Todo comenzó con “Romance de la luna”, de su disco Calle real (1983). Entre algunas otras adaptaciones, se encuentra este hermoso poema lorquiano dedicado a la luna gitana. En él, el niño y la luna hablan, éste previniéndola de la llegada de los gitanos, quienes “harían con tu corazón /collares de anillos blancos”. Ella lo corrige: no será con ella con quien se sorprendan, puesto que, cuando lleguen, lo encontrarán a él “sobre el yunque / con los ojillos cerrados.” Luego de que la luna hubiera llegado con su polisón de nardos, luego de que le hubiera mostrado sus senos de duro estaño, y le hubiera pedido, presta, que no pisara su blancor almidonado, se lleva al niño por el cielo de la mano, con los ojillos cerrados, mientras que “Dentro la fragua lloran, /dando gritos los gitanos.” Camarón canta los versos y hace que la muerte del niño, que los llantos y los gritos sean aún más dolorosos. Cuando canta cómo en el aire conmovido mueve la luna sus brazos, las palmas, las guitarras de Paco de Lucía y Tomatito y el bajo puntilloso, son todo uno y le cuidan el camino de oro a la voz de Camarón. Esos gitanos que cantan y lloran son todos dentro de Camarón, están todos dentro de Camarón. La poesía de García Lorca se engarza a la voz doliente que sube por la noche gitana.
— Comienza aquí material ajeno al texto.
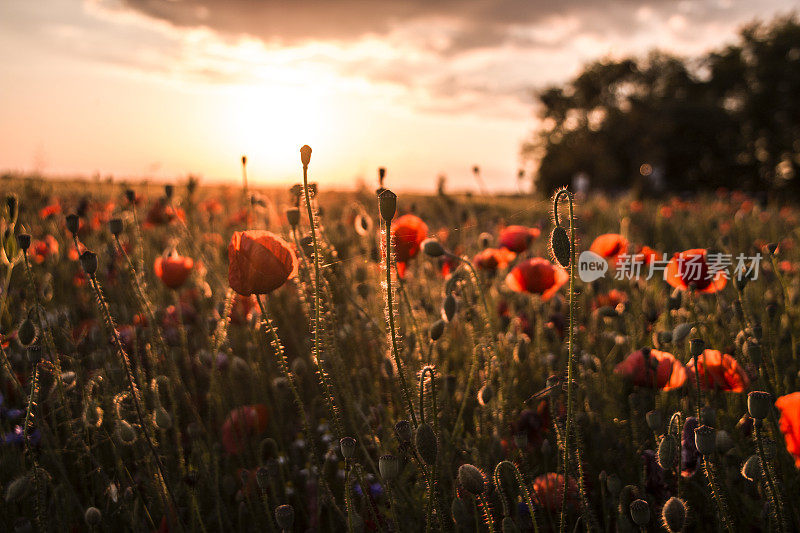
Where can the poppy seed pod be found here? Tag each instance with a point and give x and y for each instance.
(89, 262)
(305, 155)
(293, 216)
(667, 452)
(472, 479)
(705, 438)
(115, 226)
(73, 223)
(24, 241)
(758, 404)
(284, 517)
(425, 441)
(387, 205)
(640, 512)
(389, 466)
(674, 514)
(348, 447)
(432, 248)
(559, 243)
(696, 347)
(751, 469)
(93, 517)
(403, 431)
(437, 329)
(26, 333)
(449, 307)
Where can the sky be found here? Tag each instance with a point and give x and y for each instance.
(161, 89)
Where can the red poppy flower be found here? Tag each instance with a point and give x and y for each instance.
(242, 423)
(691, 266)
(259, 262)
(408, 232)
(492, 259)
(549, 489)
(609, 246)
(173, 269)
(719, 371)
(537, 276)
(789, 407)
(652, 368)
(518, 238)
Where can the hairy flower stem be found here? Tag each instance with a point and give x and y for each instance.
(393, 331)
(571, 346)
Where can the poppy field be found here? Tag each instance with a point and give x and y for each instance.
(217, 358)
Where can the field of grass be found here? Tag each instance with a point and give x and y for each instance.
(454, 392)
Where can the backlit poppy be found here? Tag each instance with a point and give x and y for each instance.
(549, 489)
(652, 368)
(789, 406)
(518, 238)
(492, 259)
(610, 246)
(242, 423)
(719, 371)
(537, 276)
(173, 269)
(259, 262)
(408, 232)
(691, 266)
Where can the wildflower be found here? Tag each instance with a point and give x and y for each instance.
(537, 276)
(173, 269)
(691, 267)
(259, 262)
(652, 368)
(610, 246)
(719, 371)
(243, 422)
(789, 406)
(492, 259)
(518, 238)
(549, 489)
(408, 232)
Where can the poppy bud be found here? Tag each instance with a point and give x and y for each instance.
(437, 329)
(305, 155)
(389, 466)
(752, 350)
(559, 243)
(705, 439)
(115, 226)
(667, 454)
(387, 205)
(433, 248)
(472, 479)
(425, 441)
(26, 334)
(12, 204)
(449, 307)
(403, 431)
(89, 262)
(73, 223)
(696, 347)
(24, 241)
(751, 469)
(759, 404)
(654, 420)
(674, 514)
(348, 447)
(640, 512)
(284, 517)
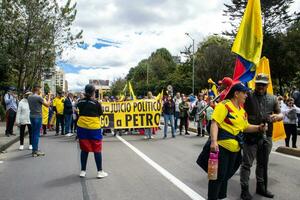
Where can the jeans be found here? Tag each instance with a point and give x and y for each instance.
(168, 118)
(98, 159)
(290, 130)
(176, 116)
(60, 120)
(68, 121)
(36, 124)
(22, 133)
(251, 152)
(10, 121)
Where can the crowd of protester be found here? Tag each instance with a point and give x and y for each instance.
(223, 120)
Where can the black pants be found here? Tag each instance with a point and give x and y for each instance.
(60, 121)
(74, 125)
(217, 189)
(44, 129)
(290, 130)
(98, 159)
(183, 122)
(22, 133)
(10, 121)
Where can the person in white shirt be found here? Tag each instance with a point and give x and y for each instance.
(290, 121)
(23, 120)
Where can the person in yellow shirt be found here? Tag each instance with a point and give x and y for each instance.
(58, 106)
(45, 115)
(229, 121)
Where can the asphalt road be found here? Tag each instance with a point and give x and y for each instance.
(157, 169)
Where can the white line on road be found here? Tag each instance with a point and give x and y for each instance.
(183, 187)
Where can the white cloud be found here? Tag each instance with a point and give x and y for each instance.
(141, 27)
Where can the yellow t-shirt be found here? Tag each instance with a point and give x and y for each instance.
(59, 104)
(232, 120)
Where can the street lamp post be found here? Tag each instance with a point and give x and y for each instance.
(193, 76)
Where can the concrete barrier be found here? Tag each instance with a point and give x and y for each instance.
(289, 151)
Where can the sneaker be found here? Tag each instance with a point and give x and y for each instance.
(34, 154)
(82, 174)
(101, 174)
(40, 153)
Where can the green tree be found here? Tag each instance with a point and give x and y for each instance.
(33, 34)
(275, 13)
(117, 86)
(58, 89)
(46, 88)
(213, 60)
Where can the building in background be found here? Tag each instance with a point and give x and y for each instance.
(60, 78)
(102, 86)
(53, 78)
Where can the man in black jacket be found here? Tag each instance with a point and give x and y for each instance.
(261, 107)
(68, 111)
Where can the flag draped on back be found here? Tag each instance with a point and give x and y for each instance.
(248, 42)
(264, 67)
(131, 91)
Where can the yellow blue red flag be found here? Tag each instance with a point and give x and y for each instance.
(248, 42)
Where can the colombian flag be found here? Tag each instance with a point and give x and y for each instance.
(248, 42)
(264, 67)
(89, 133)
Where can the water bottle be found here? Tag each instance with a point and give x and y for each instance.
(213, 161)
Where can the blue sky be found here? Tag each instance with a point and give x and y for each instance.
(117, 34)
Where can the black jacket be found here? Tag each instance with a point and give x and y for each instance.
(68, 108)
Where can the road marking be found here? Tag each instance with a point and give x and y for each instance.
(284, 155)
(183, 187)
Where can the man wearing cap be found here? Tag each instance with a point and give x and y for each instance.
(11, 102)
(35, 102)
(261, 108)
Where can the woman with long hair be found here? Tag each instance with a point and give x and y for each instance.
(89, 130)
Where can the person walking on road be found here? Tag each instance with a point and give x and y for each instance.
(290, 122)
(184, 115)
(45, 114)
(58, 105)
(89, 130)
(177, 101)
(35, 102)
(68, 111)
(168, 111)
(23, 120)
(261, 107)
(11, 104)
(229, 121)
(199, 117)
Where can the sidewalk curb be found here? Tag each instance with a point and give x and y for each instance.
(288, 151)
(9, 143)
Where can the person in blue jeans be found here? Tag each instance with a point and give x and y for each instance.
(68, 112)
(35, 102)
(168, 111)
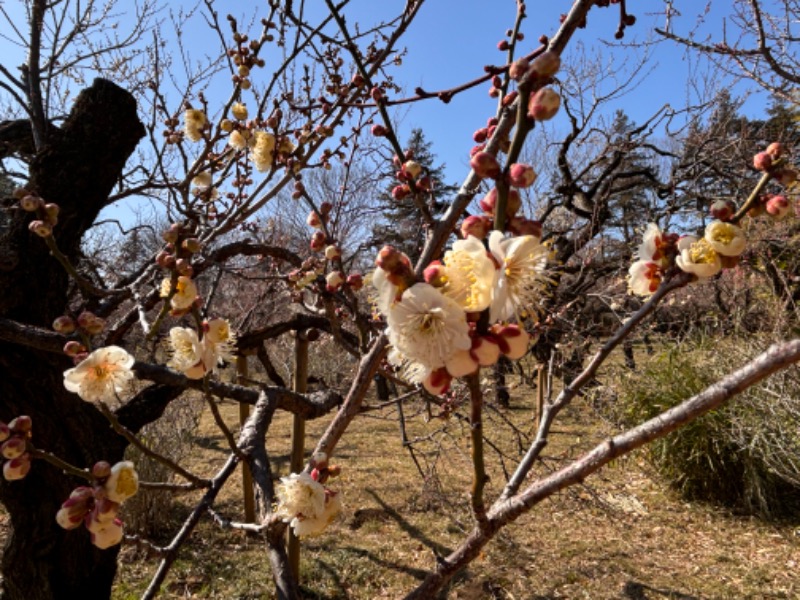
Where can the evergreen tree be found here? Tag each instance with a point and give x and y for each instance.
(402, 225)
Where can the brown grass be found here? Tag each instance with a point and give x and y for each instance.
(622, 535)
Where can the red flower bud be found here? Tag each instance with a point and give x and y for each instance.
(485, 165)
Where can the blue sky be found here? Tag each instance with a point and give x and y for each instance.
(452, 40)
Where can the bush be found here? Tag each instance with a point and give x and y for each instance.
(745, 455)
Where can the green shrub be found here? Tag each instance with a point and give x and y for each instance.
(745, 455)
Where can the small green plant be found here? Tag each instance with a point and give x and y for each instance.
(745, 455)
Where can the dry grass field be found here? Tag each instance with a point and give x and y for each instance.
(620, 535)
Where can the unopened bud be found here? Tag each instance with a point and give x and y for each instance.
(521, 175)
(485, 165)
(31, 203)
(64, 325)
(544, 104)
(41, 228)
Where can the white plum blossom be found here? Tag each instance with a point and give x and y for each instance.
(426, 327)
(725, 238)
(122, 483)
(101, 375)
(305, 504)
(698, 257)
(469, 274)
(521, 277)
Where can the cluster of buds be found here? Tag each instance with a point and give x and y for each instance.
(410, 173)
(772, 161)
(46, 213)
(86, 325)
(14, 447)
(508, 340)
(245, 55)
(97, 506)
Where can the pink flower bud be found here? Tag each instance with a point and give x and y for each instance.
(17, 468)
(518, 68)
(317, 243)
(544, 104)
(546, 64)
(313, 220)
(334, 281)
(485, 165)
(41, 228)
(73, 348)
(413, 168)
(13, 447)
(191, 245)
(762, 161)
(21, 424)
(435, 274)
(64, 325)
(778, 207)
(776, 150)
(31, 203)
(722, 210)
(400, 191)
(521, 175)
(355, 281)
(438, 382)
(52, 210)
(476, 226)
(485, 350)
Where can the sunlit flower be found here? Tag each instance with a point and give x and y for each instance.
(185, 292)
(187, 352)
(263, 150)
(101, 375)
(644, 277)
(469, 275)
(299, 495)
(309, 526)
(194, 121)
(427, 327)
(122, 483)
(105, 534)
(725, 238)
(698, 257)
(521, 277)
(239, 111)
(219, 341)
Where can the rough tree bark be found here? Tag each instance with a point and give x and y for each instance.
(77, 169)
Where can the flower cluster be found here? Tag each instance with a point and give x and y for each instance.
(723, 241)
(14, 448)
(305, 503)
(97, 507)
(102, 375)
(193, 356)
(433, 325)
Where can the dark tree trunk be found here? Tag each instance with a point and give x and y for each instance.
(77, 170)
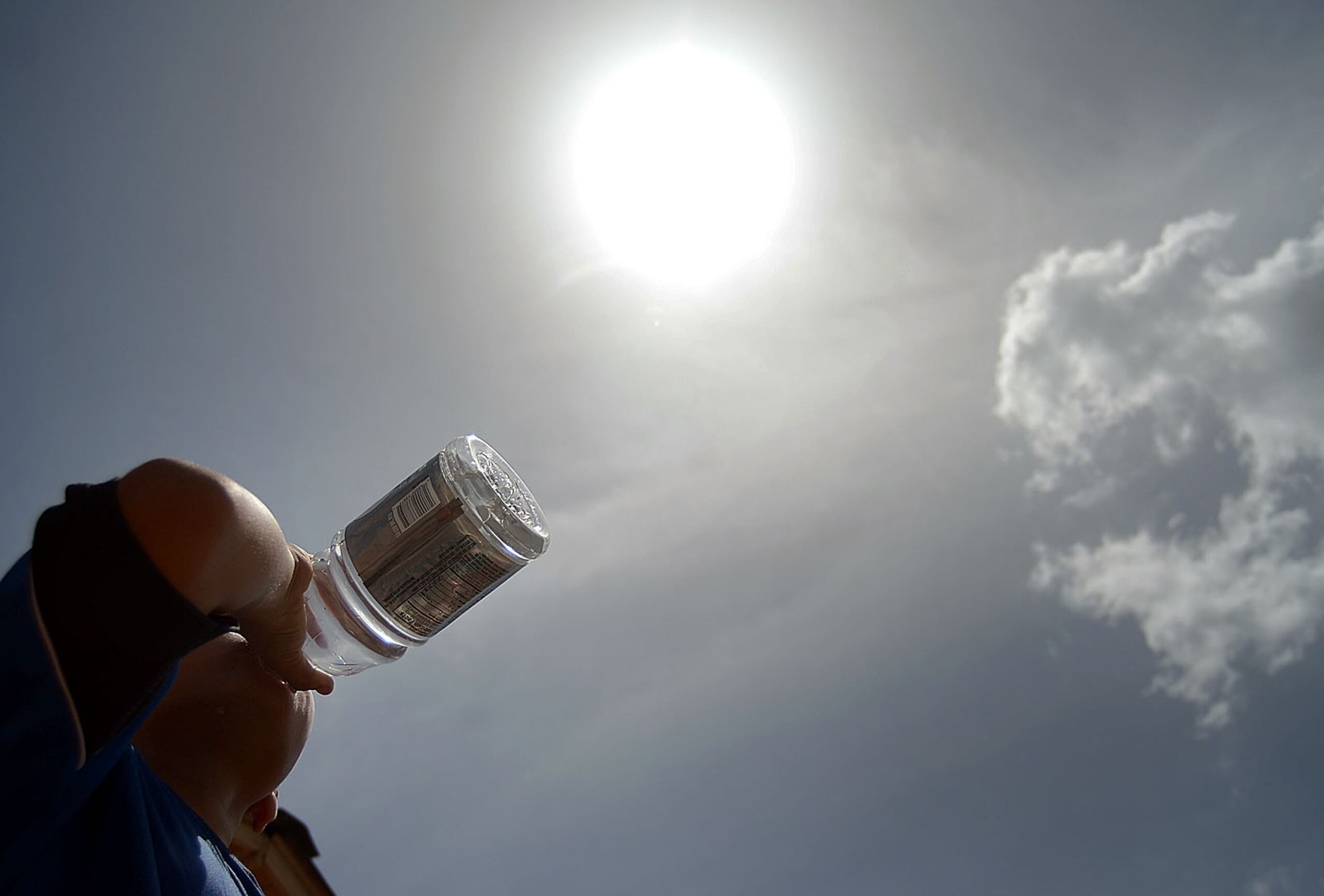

Las últimas noches de García Lorca fueron de una asfixiante incertidumbre. Ni siquiera alojarse en casa de su amigo falangista Luis Rosales logró borrar del destino la detención que se llevó a cabo el 16 de agosto. Durmió en la estación de policía una noche y media, puesto que la madrugada del 18 fue llevado, en el camino que conduce a Alfacar, al frente de un inocente y centenario árbol de olivo. Jamás debió haber imaginado este nativo de las tierras andaluzas, que ha sido testigo de su historia a lo largo de los siglos; jamás debió haber imaginado que entre todos los asesinatos que pudo haber visto se encontraría justamente el del gran poeta de Fuente Vaquera. Nadie vio nada, nadie supo nada. Hasta el día de hoy sus restos no han sido encontrados, a pesar de haber destapado aún desconocidas fosas comunes, esas heridas sobre la tierra que dejan los conflictos que sellan destinos de naciones. Los aún por encontrar restos de García Lorca son una herida abierta del pueblo español, un recuerdo más de los fusilamientos de la Guerra Civil.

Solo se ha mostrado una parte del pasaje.